Hay que prestar atención a las tendencias, algunas de ellas importantes. En Bruselas se respira un cierto pesimismo, que pone de manifiesto la dificultad de gestionar una realidad plurinacional tan compleja. Un primer problema sería el mandato democrático. Así como los gobiernos de los Estados se revalidan cada cuatro años ante sus electores, los ritmos tecnocráticos de Bruselas son otros y también su mirada sobre el continente. Esta discrepancia se ha acentuado con la superposición de diferentes crisis: la Europa rica del norte frente a la subsidiada del sur; la Europa que responde a los intereses inmediatos de los Estados frente a la que desea avanzar en la integración; la Europa fracturada por un renovado nacionalismo o por el malestar social y la seducción de los nuevos populismos, esa estúpida tentación de la democracia perfecta. Como los "sonámbulos" de la I Guerra Mundial el gran libro de Christopher Clark, la UE lleva años haciendo equilibrios en una cuerda floja que amenaza con romperse en algún punto: la fragilidad de la moneda única; las olas de pánico causadas por la crisis de la deuda soberana, el paro y los recortes; el continuo riesgo de salida de algún país miembro del Grexit al Brexit; la desestabilización en Ucrania y la difícil relación con Rusia. Y, por supuesto, no podemos olvidar un problema central para los europeos como las reticencias alemanas a la hora de asumir su liderazgo, seguramente por motivos de política interna.

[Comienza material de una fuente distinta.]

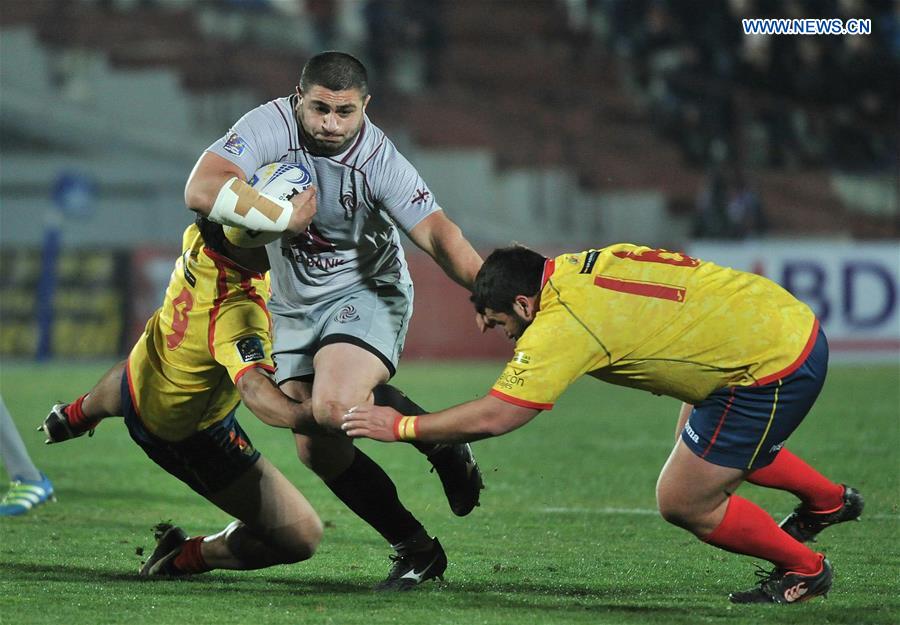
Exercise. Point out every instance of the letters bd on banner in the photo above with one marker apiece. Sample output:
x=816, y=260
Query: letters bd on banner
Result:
x=853, y=287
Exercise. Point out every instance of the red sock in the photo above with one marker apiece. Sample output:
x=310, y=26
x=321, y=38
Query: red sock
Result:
x=748, y=529
x=190, y=560
x=77, y=419
x=790, y=473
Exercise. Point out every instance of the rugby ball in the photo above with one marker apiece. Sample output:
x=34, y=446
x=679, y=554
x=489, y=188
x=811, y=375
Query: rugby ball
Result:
x=279, y=180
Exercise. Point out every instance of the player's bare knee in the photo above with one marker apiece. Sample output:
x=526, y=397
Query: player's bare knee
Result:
x=674, y=509
x=329, y=412
x=302, y=540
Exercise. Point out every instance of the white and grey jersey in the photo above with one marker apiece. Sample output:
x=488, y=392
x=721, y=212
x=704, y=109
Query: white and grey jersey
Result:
x=353, y=241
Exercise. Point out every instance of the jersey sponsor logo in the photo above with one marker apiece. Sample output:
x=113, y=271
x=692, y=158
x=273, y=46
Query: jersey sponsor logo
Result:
x=311, y=241
x=188, y=274
x=522, y=358
x=589, y=261
x=348, y=201
x=306, y=249
x=347, y=314
x=691, y=433
x=421, y=196
x=234, y=144
x=511, y=377
x=250, y=348
x=242, y=443
x=293, y=173
x=794, y=593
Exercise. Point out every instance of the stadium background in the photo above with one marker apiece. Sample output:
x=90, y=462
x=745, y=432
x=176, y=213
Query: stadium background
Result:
x=562, y=124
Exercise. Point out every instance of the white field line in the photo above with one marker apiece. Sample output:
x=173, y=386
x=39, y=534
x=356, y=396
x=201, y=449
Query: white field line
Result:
x=650, y=511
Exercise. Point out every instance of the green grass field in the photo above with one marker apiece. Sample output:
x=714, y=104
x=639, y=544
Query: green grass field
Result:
x=566, y=533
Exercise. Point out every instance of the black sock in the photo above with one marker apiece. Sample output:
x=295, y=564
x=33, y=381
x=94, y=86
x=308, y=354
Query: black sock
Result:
x=367, y=490
x=387, y=395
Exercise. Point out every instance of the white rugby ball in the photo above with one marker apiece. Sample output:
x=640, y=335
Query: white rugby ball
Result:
x=278, y=180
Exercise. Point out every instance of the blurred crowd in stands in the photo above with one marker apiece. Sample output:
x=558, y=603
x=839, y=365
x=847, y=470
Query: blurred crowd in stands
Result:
x=732, y=103
x=803, y=99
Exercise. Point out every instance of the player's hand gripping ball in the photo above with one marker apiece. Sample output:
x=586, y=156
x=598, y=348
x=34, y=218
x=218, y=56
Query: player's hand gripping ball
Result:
x=280, y=180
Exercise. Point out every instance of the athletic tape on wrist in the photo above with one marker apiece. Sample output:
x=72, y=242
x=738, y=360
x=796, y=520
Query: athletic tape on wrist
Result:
x=239, y=204
x=406, y=428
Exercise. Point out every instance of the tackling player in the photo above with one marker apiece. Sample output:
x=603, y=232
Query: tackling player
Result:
x=204, y=350
x=341, y=291
x=747, y=359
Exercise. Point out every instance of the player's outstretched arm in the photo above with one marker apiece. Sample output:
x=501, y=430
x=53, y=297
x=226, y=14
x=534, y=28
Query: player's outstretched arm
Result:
x=472, y=421
x=264, y=399
x=444, y=242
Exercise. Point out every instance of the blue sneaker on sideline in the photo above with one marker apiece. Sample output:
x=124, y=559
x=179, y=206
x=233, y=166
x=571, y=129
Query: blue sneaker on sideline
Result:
x=23, y=495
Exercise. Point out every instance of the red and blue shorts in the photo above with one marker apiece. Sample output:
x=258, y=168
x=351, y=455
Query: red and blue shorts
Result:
x=746, y=426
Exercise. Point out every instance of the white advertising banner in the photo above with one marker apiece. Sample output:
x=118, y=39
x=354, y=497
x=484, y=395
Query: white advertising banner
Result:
x=853, y=287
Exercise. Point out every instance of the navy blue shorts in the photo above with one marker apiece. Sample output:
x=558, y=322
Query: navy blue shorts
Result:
x=207, y=461
x=746, y=426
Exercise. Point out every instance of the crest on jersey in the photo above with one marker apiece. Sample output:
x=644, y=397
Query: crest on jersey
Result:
x=250, y=349
x=347, y=314
x=234, y=144
x=292, y=173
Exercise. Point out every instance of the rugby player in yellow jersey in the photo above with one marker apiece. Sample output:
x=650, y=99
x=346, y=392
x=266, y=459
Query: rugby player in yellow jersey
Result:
x=204, y=350
x=747, y=359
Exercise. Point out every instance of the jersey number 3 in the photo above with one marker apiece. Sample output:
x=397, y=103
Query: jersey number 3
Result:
x=181, y=306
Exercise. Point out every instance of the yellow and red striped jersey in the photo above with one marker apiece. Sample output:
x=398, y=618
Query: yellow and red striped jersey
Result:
x=212, y=327
x=654, y=320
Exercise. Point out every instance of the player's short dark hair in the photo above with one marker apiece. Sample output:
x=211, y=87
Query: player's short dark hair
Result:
x=507, y=272
x=336, y=71
x=212, y=233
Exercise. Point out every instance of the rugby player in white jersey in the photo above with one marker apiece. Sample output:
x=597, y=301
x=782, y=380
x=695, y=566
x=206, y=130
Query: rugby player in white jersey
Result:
x=341, y=291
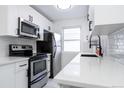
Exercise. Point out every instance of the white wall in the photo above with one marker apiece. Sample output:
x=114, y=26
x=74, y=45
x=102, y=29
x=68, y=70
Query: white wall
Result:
x=58, y=28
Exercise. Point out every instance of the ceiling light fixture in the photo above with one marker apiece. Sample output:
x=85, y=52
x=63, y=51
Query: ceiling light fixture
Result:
x=64, y=4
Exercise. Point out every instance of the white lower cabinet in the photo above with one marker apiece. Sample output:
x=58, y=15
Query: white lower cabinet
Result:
x=14, y=75
x=21, y=74
x=7, y=76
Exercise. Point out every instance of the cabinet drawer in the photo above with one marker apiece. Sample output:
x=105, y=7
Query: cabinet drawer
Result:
x=22, y=65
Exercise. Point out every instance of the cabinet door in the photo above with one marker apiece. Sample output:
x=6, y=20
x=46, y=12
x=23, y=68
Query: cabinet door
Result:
x=7, y=76
x=21, y=74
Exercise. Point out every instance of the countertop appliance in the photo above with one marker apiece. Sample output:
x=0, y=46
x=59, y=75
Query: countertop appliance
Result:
x=51, y=44
x=37, y=71
x=20, y=50
x=27, y=28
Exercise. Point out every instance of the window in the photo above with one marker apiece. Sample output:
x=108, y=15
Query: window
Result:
x=72, y=39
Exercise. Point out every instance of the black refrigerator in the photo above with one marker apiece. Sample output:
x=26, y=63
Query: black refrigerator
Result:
x=51, y=44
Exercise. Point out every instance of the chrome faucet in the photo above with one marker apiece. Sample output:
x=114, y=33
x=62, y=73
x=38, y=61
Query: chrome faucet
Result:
x=99, y=44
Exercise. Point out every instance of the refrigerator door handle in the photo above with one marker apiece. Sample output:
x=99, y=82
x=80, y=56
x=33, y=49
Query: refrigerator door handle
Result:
x=55, y=52
x=55, y=46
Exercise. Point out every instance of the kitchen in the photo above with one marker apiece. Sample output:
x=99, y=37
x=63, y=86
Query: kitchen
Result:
x=41, y=44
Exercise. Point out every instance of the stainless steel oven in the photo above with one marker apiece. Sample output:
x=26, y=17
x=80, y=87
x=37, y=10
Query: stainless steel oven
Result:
x=27, y=28
x=37, y=72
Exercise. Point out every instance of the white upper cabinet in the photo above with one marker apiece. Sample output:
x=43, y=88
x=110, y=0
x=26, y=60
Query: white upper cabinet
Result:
x=106, y=18
x=108, y=14
x=9, y=19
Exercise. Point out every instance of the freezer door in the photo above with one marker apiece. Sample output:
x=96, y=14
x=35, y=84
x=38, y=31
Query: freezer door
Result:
x=57, y=61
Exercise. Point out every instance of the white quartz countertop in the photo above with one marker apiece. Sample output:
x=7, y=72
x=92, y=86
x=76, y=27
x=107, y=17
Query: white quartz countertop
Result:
x=92, y=72
x=9, y=60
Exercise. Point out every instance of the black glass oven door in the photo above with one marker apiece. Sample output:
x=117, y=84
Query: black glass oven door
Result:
x=39, y=67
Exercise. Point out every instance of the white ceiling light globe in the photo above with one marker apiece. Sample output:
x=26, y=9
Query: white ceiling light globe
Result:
x=63, y=6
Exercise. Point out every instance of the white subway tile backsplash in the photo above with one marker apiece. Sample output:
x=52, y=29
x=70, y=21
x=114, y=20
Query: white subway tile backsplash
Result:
x=5, y=41
x=116, y=43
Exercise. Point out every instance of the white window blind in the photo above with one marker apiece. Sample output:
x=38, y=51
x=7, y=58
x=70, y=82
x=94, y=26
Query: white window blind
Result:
x=72, y=39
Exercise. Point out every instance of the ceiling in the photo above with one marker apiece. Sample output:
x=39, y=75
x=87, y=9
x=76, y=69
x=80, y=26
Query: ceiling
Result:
x=56, y=14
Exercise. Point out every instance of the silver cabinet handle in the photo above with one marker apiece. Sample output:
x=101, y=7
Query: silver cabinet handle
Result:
x=22, y=65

La Europa desunida se enfrenta ahora al aluvión de la emigración incontrolada: cientos de miles de familias de Siria o Irak que llegan por los corredores balcánicos, desafiando las fronteras y el frío. La magnitud y la velocidad del movimiento migratorio corroen buena parte de las convicciones que creíamos asumidas. La Europa de la tolerancia y de la socialdemocracia generosa se muestra ahora con un color distinto, menos agradable. La primera reacción de Merkel, abriendo las puertas de la UE, ha puesto en peligro su propio liderazgo en Alemania, además de incrementar los recelos entre los distintos socios de la Unión. Los mensajes xenófobos aumentan, sobre todo entre los países más afectados por el aluvión. Se reinstauran los controles fronterizos y, en lugares como Dinamarca, se aprueban leyes para quedarse con las pertenencias de los refugiados. En realidad, el pacto al que se ha llegado con la autoritaria Turquía de Erdogan nos habla más de la debilidad europea que de la fortaleza de nuestra unión.

En un ensayo de una dureza terminal, Más allá de la culpa y la expiación, el filósofo Jean Améry nos recuerda que la humanidad depende de la confianza en el prójimo. La certeza, por ejemplo, de que ante una situación extrema no se nos dejará caer, ni que sean nuestros adversarios. Améry fue torturado por los nazis durante la II Guerra Mundial y cuenta cómo nunca recuperó su dignidad, precisamente porque no pudo recobrar su confianza en el ser humano. Es una lección que también nos sirve en estos momentos.

Occidente se ha construido siempre sobre una serie de tensiones no resueltas del todo: entre el peso del ayer y la urgencia del futuro, entre la religión y el laicismo, entre la razón pura y los dictados de la emoción, entre la utopía y lo posible. Esas tensiones, si se encaran con inteligencia, permitirán que sigamos avanzando. Las respuestas apresuradas no resolverán la crisis europea, como tampoco lo hará el pánico o las urgencias cortoplacistas del electorado. Y parece que ha llegado el momento de que Europa dé otro gran salto hacia adelante.